Per l'Onu il disastro di Haiti è «il peggiore mai affrontato» nella sua storia, perché ha distrutto tutte le strutture locali dell'isola. A dirlo è la portavoce dell'Ufficio di coordinamento degli affari umanitari delle Nazioni Unite, Elisabeth Byrs.

Tutto il mondo continua a cercare i suoi morti e dispersi a Haiti dove si teme che il terremoto che ha devastato l'isola possa arrivare a registrare ben 200mila vittime, secondo le ultime allarmistiche stime del governo di Port au Prince.


Sabato verso sera una nuova scossa di assestamento è stata avvertita a Port-au-Prince, quattro giorni dopo il terremoto che ha devastato il Paese caraibico. Lo ha riferito l'istituto geologico americano. L'epicentro del sisma, di 4,5 gradi sulla scala Richter, è stato registrato a 25 chilometri dalla capitale e a una profondità di 10 chilometri.

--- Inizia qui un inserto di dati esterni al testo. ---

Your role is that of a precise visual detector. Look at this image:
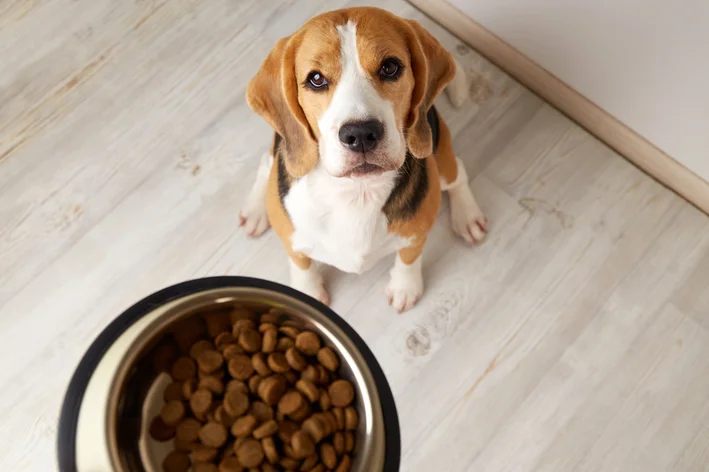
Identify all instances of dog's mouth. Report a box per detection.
[345,162,391,178]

«Non ci siano mai trovati di fronte un tale disastro a memoria dell'Onu. Non assomiglia a nessun altro» ha aggiunto Byrs, sottolineando che contrariamente allo tsunami del 2004 che aveva colpito l'Indonesia, restano scarsissime strutture locali ad Haiti che possano servire da supporto agli aiuti provenienti dall'estero. È per questo che le Nazioni Unite hanno definito l'impegno ad Haiti come una «enorme sfida logistica».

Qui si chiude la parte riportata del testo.